'Birdman' Takes Flight as One of the Best Films of 2014
by Will Lindus
There has been a lot of critical buzz circling the air above Alejandro González Iñárritu’s ‘Birdman’ ever since its premiere at the Venice Film Festival earlier this year. Starring Michael Keaton in a career-reviving performance, ‘Birdman’ is a black comedy that follows an actor named Riggan (Keaton) who used to be famous for playing a superhero named Birdman in a series of hit movies. In a bid to cement his relevance as a legitimate dramatic force, Riggan prepares to launch a Broadway play and in the process, comes face-to-face with his own perceptions of fame, his ego, and his short-comings as a family man.
Let’s not bury the lede; ‘Birdman’ is one of the finest films of 2014, and I highly recommend you see it as soon as possible. Director and writer Alejandro González Iñárritu wields ‘Birdman’ as a torch in the darkness as he searches for truth: truth in a world obsessed with fantasy, truth in art, truth in the way we perceive our own importance, and truth in the way we interact with those we care about.
The heft of these weighty topics rest on the shoulders of Michael Keaton, who brings a balanced blend of sincerity and grandeur to his performance. Keaton is no stranger to the struggles faced by Riggan; facing a now-flagging career that peaked during his stint as Batman in the late 1980s, Keaton knows precisely how it feels to carve a path as a legitimate actor in a cinematic landscape swarming with big budget superhero blockbusters. This is, perhaps, a career-best performance for Keaton, and it would be surprising if he doesn’t make the short-list of Best Performance by an Actor nominees at this year’s Academy Awards.
Keaton is joined by an incredibly talented supporting cast. Critical darling Emma Stone brings edginess and intensity to the role of Sam, Riggan’s emotionally distant daughter. The relationship between Riggan and Sam fuels many of the more powerful exchanges in ‘Birdman.’ Ed Norton also turns in a dazzling performance as Mike, a well-regarded Broadway actor with an inflated ego who is brought in to serve as a ringer in Riggan’s play. Norton and Stone share one of the most intriguing scenes in the film as the two compare their character flaws during a game of truth or dare; Mike (Norton) is unable to find truth or meaning anywhere but on the stage, while Sam (Stone) lives her life as an adrenaline junkie who finds meaning in nothing.
The film’s gimmick is likely one that will keep critics and casual fans alike talking for months to come. ‘Birdman’ presents the entirety of the film, save for a few crucial moments, as one long, uncut shot that follows the actors from room to room. While an astute observer may be able to identify where the cuts and scene breaks occur, Iñárritu and Director of Photography Emmanuel Lubezki do a first-class job of making the seams invisible to the casual eye. The sensation that the entire film is one long shot keeps the energy and pace frenetic; there are no convenient fades to black when a scene gets too uncomfortable or intense. The film’s sleazy, breezy drum beat score helps keep the rhythm of the film, serving as a steady backbeat during quieter sequences and racing to a fevered gallop whenever Riggan’s fragile balance is threatened.

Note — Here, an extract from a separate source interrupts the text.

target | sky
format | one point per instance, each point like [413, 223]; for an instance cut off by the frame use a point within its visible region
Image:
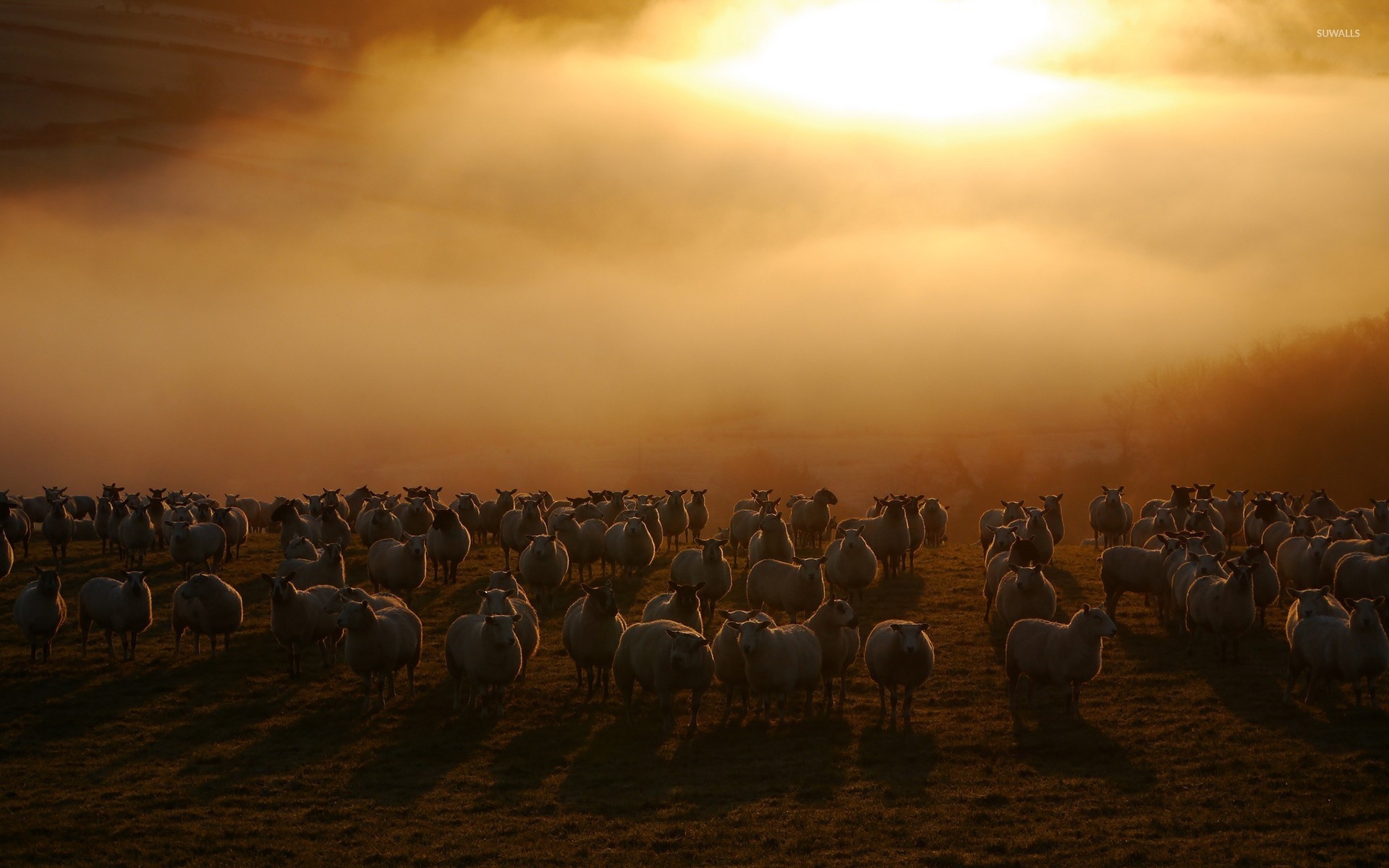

Final Verdict: Do artists matter, or is their work purely superfluous? What does it take to be relevant? Or is relevance itself a myth? I can’t answer these questions, but after fully absorbing ‘Birdman,’ I find myself thinking about these ideas more and more. Using the film’s own logic, it is hard to determine whether a movie can be considered a work of art, or if high-concept material is simply a a chance for critics and over thinkers to gather for an intellectual circle jerk. To me, though, ‘Birdman’ sits in the first category; it is that rare gem of a film that succeeds in both challenging and entertaining you.